Теперь я рассмотрел источник оранжевого отсвета: на горизонтальной решетке ярко пылал огонь, а кочерга, повергшая меня на пол, лежала одним концом в самом сердце пламени, и красное каление на глазах распространялось по металлу все выше, к деревянной ручке. Глянув на часы, я обнаружил, что пролежал без чувств много часов — дело близилось к полуночи. А также одного взгляда хватило, чтобы понять, что сижу я в старом плетеном кресле и к нему привязан — я видел веревки. Я напряг мышцы и не без удовлетворения убедился, что путы не слишком туги и слегка провисают. До сих пор мне удавалось не думать об изменениях в чертах Джулиана, но вот он повернулся ко мне — и я собрался с духом и приготовился к неизбежному шоку.
Лицо его превратилось в бесстрастную белую маску, на которой горели холодным злобным огнем неописуемо чуждые глаза!
— А! С возвращением, дорогой братец. И что ты на меня пялишься? Неужто лицо мое так чудовищно? Позволь тебя заверить, тебе оно и вполовину не так омерзительно, как мне!
В моем одурманенном, онемелом мозгу забрезжила чудовищная правда — или то, что я счел за таковую.
— Темные очки! — задохнулся я. — Неудивительно, что ты не снимаешь их даже ночью.

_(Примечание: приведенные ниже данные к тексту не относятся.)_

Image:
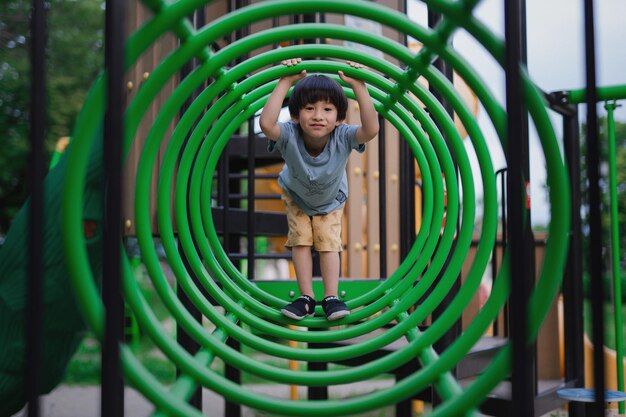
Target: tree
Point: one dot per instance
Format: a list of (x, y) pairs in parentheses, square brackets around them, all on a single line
[(74, 58)]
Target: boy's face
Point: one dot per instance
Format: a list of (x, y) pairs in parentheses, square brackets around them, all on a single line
[(318, 120)]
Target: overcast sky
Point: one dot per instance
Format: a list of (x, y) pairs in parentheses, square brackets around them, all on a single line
[(556, 57)]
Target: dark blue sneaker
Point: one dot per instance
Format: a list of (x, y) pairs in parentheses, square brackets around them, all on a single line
[(300, 308), (334, 308)]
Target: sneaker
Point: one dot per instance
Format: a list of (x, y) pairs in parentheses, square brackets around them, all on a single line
[(334, 308), (300, 308)]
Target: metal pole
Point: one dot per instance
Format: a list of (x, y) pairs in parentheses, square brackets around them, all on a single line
[(596, 272), (615, 250), (572, 283), (112, 382), (517, 151), (36, 220)]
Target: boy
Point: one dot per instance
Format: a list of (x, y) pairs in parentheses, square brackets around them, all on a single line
[(316, 145)]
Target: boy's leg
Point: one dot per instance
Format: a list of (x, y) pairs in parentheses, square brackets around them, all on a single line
[(329, 264), (305, 304), (327, 241), (303, 264)]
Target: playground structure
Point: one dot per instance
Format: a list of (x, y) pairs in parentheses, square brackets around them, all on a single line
[(424, 286)]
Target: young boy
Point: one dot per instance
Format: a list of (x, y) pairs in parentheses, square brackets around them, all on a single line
[(316, 145)]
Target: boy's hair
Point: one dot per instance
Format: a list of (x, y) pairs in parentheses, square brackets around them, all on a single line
[(316, 88)]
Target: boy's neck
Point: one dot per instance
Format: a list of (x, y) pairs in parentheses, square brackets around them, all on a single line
[(314, 147)]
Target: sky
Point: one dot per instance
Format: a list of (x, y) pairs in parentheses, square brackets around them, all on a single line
[(556, 61)]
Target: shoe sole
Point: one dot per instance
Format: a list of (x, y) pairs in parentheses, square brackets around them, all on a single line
[(338, 315), (293, 316)]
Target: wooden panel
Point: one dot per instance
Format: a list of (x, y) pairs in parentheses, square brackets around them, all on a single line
[(392, 176), (353, 215), (373, 210)]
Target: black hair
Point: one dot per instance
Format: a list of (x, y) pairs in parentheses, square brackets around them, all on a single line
[(316, 88)]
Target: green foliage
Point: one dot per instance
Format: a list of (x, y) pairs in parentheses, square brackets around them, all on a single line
[(74, 58)]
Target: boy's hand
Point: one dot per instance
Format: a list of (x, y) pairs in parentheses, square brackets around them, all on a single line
[(349, 80), (294, 77)]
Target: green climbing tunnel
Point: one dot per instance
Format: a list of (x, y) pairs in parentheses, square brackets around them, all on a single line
[(250, 314)]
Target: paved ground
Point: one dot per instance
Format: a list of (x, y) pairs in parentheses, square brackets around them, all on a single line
[(75, 401)]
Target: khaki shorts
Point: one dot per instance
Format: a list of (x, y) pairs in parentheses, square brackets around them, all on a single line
[(322, 231)]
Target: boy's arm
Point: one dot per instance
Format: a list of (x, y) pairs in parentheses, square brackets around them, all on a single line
[(271, 110), (369, 117)]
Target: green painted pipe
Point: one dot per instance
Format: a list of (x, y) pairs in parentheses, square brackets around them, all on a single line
[(615, 249), (612, 92)]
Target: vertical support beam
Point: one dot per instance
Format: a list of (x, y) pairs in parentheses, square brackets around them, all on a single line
[(615, 250), (572, 284), (232, 409), (382, 195), (34, 312), (251, 191), (112, 382), (182, 337), (522, 267), (455, 330), (596, 270)]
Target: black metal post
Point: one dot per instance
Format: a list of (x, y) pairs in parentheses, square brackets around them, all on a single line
[(34, 311), (572, 284), (232, 409), (112, 383), (596, 270), (518, 180), (452, 334)]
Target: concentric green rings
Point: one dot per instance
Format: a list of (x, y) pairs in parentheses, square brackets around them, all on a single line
[(246, 312)]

Ты не можешь и допустить, чтобы кто-то видел эти страшные проявления глазной болезни!
— Глазная болезнь, говоришь? Нет, твои рассуждения верны лишь отчасти. Да, мне приходится носить очки — чтобы себя не выдать, а это, поверь мне, очень не понравилось бы тем, кто меня послал. Ибо Ктулху, что скрывается под волнами на другом конце мира, уже возвестил господину моему Отууму о своем недовольстве. Они говорили через сны, и Ктулху
Я знал: то, что брат говорит, неправда и правдой быть не может, я взывал к нему, умоляя признать собственное безумие. Лепетал, что современная медицина-де наверняка сумеет вылечить его глаза, что бы уж с ними ни случилось. Но слова мои заглушил его холодный смех.
— Джулиан! — заклинал я.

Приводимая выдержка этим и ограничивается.